Yes Last post I was stuck on a (metaphorical) cliff.
Yes this post is late because I couldn't see a way out of my difficulty.
And yes the problem evaporated like the morning mist.
This is how. I remembered a parable I had heard decades ago when I saw it even better illustrated in a film, then I remembered the germ of an idea I had written in a booklet on ethics back in 1990. I applied those and …. hey presto! Problem solved!
Of course I am going to keep you in suspense a little longer – after all it has been a hard week, so why should you get the answer too easily. In the meantime I am going to tell you about the film.
Our family love watching videos together. Recently we re-watched the 1996 film “The Ghost and the Darkness” which stars Val Kilmer as the hero Colonel George Patterson. After the film we were discussing the probability of various parts being true, so naturally we had to resort to Wikipedia to settle the matter. Indeed it was mostly true – the character played by Michael Douglass was fictitious - but there really was a Colonel George Patterson who went to Kenya in March 1898 to build a railway bridge over the Tsavo River, and he did have this amazing adventure.
When Col. Patterson arrived his job was to build a bridge over the Tsavo River for the Kenya – Mombassa railway. Patterson inherited a large multi-national labour force who were already hard at work on the foundations. It looked like an easy assignment.

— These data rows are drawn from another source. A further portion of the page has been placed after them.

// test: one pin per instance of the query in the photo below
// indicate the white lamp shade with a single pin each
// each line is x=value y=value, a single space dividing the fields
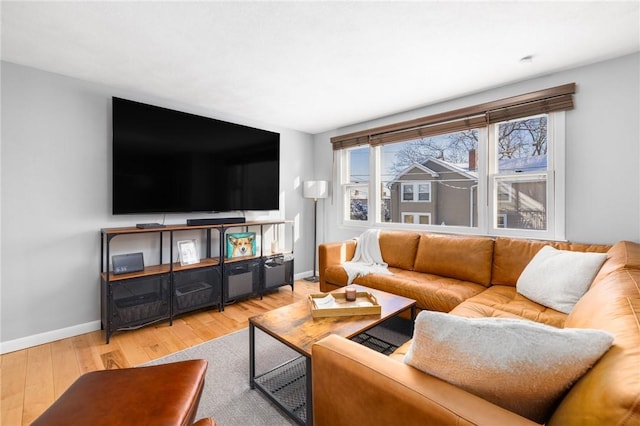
x=315 y=189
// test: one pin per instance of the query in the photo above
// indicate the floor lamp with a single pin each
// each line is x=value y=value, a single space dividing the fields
x=315 y=189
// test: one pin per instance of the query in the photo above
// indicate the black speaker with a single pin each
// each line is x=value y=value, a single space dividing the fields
x=125 y=263
x=215 y=221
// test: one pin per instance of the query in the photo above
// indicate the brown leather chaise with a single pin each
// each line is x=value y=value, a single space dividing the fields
x=166 y=394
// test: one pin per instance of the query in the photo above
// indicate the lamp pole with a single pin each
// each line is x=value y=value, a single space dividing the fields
x=314 y=278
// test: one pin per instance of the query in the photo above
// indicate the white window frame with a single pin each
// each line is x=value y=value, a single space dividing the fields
x=486 y=196
x=416 y=192
x=416 y=217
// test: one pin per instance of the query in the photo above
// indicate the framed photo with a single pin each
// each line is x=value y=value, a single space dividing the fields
x=187 y=252
x=240 y=244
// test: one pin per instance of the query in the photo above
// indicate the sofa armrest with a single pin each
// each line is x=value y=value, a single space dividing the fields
x=333 y=254
x=354 y=384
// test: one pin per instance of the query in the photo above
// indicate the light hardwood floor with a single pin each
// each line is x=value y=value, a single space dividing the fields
x=31 y=379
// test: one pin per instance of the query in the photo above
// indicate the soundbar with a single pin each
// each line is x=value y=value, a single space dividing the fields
x=215 y=221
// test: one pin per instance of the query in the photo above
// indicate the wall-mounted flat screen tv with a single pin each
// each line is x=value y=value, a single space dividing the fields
x=167 y=161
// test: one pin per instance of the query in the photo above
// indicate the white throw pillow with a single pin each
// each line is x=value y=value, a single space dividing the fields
x=520 y=365
x=559 y=278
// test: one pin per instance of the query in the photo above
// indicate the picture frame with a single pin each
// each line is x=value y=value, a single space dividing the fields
x=241 y=244
x=188 y=252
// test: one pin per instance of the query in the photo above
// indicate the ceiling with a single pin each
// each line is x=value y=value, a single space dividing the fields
x=314 y=66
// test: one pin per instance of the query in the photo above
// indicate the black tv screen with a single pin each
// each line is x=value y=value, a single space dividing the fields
x=167 y=161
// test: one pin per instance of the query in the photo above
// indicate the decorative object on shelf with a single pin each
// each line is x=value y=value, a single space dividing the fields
x=240 y=244
x=315 y=189
x=187 y=252
x=350 y=293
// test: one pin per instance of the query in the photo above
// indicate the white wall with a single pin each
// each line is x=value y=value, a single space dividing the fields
x=602 y=150
x=56 y=144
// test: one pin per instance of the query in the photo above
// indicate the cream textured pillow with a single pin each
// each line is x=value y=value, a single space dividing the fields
x=559 y=278
x=520 y=365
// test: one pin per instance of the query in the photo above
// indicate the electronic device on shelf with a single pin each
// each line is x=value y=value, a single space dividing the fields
x=125 y=263
x=149 y=225
x=167 y=161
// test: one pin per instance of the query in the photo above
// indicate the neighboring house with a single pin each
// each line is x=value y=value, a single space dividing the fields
x=522 y=203
x=436 y=192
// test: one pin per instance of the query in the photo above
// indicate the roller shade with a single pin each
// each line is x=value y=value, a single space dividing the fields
x=559 y=98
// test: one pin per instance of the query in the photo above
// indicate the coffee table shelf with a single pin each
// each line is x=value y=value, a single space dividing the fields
x=286 y=385
x=294 y=326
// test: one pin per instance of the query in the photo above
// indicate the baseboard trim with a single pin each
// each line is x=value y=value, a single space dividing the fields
x=48 y=337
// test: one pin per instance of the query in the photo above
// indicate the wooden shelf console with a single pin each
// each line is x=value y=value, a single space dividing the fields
x=166 y=289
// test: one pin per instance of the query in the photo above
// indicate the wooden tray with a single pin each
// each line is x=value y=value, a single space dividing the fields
x=345 y=308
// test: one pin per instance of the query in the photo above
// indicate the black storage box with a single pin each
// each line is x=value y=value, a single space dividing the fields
x=197 y=288
x=278 y=272
x=140 y=300
x=241 y=279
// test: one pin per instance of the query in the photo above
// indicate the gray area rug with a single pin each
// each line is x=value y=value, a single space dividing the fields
x=227 y=397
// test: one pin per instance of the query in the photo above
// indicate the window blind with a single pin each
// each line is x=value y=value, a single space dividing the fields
x=559 y=98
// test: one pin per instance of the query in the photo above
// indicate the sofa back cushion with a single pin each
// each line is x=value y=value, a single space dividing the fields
x=512 y=255
x=610 y=392
x=398 y=248
x=460 y=257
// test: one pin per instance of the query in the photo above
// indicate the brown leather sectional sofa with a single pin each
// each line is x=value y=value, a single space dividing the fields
x=476 y=277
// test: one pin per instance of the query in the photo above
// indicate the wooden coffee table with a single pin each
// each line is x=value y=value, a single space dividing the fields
x=294 y=326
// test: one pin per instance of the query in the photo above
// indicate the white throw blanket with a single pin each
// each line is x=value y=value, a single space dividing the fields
x=367 y=258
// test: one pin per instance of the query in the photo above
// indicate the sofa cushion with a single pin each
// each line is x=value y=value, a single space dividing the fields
x=501 y=301
x=463 y=258
x=399 y=248
x=520 y=365
x=609 y=393
x=559 y=278
x=622 y=255
x=512 y=255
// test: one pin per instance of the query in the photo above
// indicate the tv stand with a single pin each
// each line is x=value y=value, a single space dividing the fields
x=215 y=221
x=168 y=288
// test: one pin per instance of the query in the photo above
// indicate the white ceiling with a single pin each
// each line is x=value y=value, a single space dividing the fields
x=314 y=66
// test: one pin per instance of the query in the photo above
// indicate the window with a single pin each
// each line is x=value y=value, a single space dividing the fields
x=417 y=218
x=356 y=177
x=495 y=173
x=416 y=192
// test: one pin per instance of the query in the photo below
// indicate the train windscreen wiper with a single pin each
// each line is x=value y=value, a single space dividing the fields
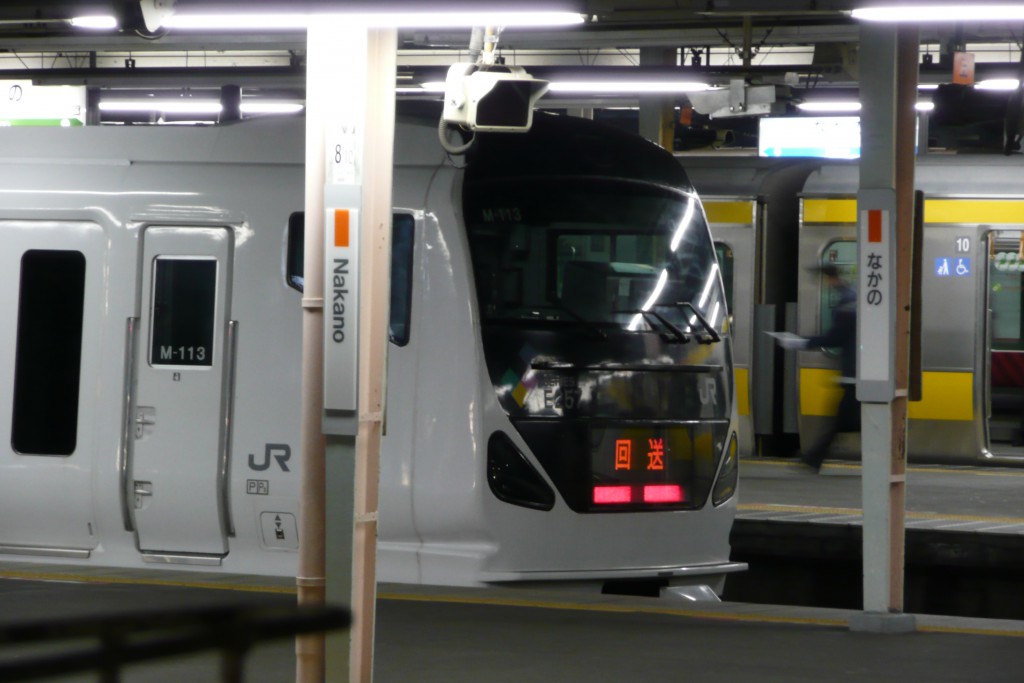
x=676 y=334
x=711 y=335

However, coinciding with Patterson's arrival, grisly deaths started occurring. Workers were dragged from their tents at night and devoured by lions. Patterson and his staff tried every trick in the book. Fires were lit – but to no avail. Thorn barriers were built round the camp – the lions crawled through them. Traps were set, the lions evaded them. Between March and November Patterson claimed some 135 people (mostly villagers: only 40 or so were his workers) were killed.

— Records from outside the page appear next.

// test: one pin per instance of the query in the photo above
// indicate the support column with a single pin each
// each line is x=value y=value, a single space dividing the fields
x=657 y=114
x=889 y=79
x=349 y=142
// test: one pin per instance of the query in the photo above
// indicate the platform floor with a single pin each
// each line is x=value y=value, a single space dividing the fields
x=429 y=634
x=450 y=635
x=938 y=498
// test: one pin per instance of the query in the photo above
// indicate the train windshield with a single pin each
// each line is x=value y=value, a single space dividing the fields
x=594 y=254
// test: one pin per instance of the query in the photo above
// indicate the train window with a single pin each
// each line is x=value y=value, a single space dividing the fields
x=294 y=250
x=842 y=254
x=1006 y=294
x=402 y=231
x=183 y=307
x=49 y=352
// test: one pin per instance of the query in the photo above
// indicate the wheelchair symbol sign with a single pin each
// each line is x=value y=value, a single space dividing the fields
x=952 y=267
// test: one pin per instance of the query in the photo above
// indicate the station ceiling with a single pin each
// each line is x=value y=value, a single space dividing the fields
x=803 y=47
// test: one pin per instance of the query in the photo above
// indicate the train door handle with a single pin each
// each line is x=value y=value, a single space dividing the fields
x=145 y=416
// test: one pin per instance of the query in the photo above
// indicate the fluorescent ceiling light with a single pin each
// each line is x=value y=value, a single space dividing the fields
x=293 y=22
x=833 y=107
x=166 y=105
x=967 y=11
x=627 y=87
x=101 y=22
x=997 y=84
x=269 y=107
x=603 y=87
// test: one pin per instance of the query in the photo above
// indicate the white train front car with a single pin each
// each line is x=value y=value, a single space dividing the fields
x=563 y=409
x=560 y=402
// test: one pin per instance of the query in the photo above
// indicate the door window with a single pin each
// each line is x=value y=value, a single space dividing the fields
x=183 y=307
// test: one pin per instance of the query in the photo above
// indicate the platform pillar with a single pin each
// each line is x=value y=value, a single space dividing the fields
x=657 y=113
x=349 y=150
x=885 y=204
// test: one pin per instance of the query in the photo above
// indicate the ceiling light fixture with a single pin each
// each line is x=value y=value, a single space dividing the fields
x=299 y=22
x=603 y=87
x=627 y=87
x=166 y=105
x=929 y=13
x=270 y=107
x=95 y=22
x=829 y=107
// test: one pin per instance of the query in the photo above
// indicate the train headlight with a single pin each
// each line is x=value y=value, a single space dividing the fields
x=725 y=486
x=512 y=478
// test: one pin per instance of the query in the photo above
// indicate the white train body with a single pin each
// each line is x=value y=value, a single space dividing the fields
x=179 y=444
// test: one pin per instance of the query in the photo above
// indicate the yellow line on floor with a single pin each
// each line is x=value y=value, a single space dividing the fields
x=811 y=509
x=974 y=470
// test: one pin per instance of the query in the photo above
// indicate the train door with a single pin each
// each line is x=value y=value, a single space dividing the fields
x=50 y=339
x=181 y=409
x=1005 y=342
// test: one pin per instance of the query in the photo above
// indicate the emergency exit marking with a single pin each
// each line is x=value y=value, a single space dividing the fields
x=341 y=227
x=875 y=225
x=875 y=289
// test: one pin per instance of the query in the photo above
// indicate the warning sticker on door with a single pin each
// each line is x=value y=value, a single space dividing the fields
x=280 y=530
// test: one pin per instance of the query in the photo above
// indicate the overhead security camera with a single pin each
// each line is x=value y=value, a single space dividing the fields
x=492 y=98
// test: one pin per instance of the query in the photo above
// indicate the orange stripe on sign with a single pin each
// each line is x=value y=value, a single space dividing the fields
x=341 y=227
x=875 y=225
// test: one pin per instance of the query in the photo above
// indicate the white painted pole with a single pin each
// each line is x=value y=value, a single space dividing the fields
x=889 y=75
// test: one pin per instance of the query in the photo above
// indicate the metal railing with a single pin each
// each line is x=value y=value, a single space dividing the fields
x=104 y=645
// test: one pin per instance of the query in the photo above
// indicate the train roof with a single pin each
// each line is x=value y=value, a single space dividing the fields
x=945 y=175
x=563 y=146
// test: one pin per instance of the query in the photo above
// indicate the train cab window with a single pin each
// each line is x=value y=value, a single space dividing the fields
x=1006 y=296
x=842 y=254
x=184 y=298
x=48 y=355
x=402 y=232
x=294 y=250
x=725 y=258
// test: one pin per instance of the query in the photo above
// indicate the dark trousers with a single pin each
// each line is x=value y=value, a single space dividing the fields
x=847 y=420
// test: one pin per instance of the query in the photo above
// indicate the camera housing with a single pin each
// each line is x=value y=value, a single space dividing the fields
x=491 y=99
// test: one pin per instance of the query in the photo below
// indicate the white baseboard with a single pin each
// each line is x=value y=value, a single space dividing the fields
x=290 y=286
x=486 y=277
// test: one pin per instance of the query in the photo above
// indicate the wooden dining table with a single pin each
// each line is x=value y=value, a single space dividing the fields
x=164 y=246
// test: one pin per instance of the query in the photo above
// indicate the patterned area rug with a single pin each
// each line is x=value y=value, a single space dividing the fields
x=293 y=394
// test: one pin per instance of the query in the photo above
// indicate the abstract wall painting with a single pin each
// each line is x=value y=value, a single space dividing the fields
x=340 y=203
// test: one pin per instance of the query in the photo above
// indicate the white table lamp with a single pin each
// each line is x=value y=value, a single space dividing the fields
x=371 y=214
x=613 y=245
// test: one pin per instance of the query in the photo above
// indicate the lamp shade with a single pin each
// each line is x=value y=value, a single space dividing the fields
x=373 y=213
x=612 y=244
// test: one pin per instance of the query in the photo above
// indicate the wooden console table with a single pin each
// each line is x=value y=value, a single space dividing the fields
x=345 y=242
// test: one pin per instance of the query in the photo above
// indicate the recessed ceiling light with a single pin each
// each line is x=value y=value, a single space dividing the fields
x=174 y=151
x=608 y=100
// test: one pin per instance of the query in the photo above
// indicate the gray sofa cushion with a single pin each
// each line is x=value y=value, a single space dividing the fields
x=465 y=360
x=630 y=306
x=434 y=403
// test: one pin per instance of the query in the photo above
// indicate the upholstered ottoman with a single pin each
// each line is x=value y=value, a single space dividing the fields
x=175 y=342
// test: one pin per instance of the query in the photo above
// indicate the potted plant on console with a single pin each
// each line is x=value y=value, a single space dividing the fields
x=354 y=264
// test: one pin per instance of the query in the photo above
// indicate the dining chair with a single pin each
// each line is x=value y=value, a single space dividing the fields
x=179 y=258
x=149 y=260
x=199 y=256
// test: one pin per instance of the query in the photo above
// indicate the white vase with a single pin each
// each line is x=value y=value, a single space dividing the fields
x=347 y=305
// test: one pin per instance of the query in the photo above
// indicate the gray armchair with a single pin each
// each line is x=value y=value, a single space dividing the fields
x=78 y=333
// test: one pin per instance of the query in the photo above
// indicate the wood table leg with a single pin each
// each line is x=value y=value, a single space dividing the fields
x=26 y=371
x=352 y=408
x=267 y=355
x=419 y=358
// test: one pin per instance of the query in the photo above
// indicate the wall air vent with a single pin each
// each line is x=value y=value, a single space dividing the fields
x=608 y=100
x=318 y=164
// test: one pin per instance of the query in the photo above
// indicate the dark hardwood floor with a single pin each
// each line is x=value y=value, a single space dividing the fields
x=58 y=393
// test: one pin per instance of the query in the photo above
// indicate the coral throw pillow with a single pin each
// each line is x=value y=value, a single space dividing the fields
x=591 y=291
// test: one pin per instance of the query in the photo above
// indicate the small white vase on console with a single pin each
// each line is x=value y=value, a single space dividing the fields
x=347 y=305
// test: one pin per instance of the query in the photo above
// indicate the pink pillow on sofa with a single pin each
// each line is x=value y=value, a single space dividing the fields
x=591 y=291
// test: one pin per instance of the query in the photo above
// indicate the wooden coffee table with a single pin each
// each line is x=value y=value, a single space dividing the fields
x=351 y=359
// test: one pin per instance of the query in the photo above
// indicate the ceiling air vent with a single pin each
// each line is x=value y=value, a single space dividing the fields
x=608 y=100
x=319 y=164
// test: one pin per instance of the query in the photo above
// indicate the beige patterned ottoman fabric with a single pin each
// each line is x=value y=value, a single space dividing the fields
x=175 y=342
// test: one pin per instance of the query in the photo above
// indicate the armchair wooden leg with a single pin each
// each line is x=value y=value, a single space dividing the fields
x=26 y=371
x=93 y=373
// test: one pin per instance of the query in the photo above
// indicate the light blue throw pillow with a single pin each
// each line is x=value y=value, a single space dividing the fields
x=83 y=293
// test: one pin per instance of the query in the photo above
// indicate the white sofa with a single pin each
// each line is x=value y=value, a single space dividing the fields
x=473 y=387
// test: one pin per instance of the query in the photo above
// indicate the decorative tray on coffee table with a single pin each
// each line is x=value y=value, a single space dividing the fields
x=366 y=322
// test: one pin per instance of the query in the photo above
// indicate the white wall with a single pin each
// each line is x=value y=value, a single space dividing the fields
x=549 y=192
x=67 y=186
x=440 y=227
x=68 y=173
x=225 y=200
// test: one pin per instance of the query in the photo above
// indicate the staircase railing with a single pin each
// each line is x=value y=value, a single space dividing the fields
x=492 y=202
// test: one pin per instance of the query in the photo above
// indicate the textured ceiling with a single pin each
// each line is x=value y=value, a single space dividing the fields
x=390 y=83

The work force called these two lions “the Ghost” and “the Darkness” Many, perhaps most believed that these were no ordinary lions but demons in the shape of lions. Some said that as the attacks started when Patterson arrived perhaps he was the cause of this curse. Believing that the creatures, whatever they were, could not be killed, the workers fled and work on the bridge stopped.
Now, with a little poetic licence, let me set a problem for Col. Patterson. He had hunted lions in India, so had some reason for confidence that bullets would kill them. On the other hand he had to date been singularly unsuccessful. So was his confidence mistaken? The workers thought they were demons, against which no rifle could prevail. They were obviously convinced that their belief was correct. They had (OK this bit is the poetic licence I mentioned earlier) done everything to persuade Patterson that guns would have no effect against this scourge. What should he do?
Should he pack away his rifle and call in a priest or even a local witch-doctor to try an exorcism? Should he admit that he was powerless against these forces, and follow his workers in their flight?
Should he go with his own belief in firearms and hunt them down, rifle in hand.
What he did do was build a scaffold and lure the tigers to attack. Then he used his rifle. It was a near thing, the second lion took nine bullets to kill it and even as it died it was trying to get to Patterson. The lions are are now on display in the Chicago museum. They were indeed huge, and certainly unusually cunning and destructive but still definitely flesh-and- blood.
The moral of the story is of course that he had to overcome the temptation to accept the belief system of those around him and use the weapons he had used successfully in the past. And guess what – they worked this time too.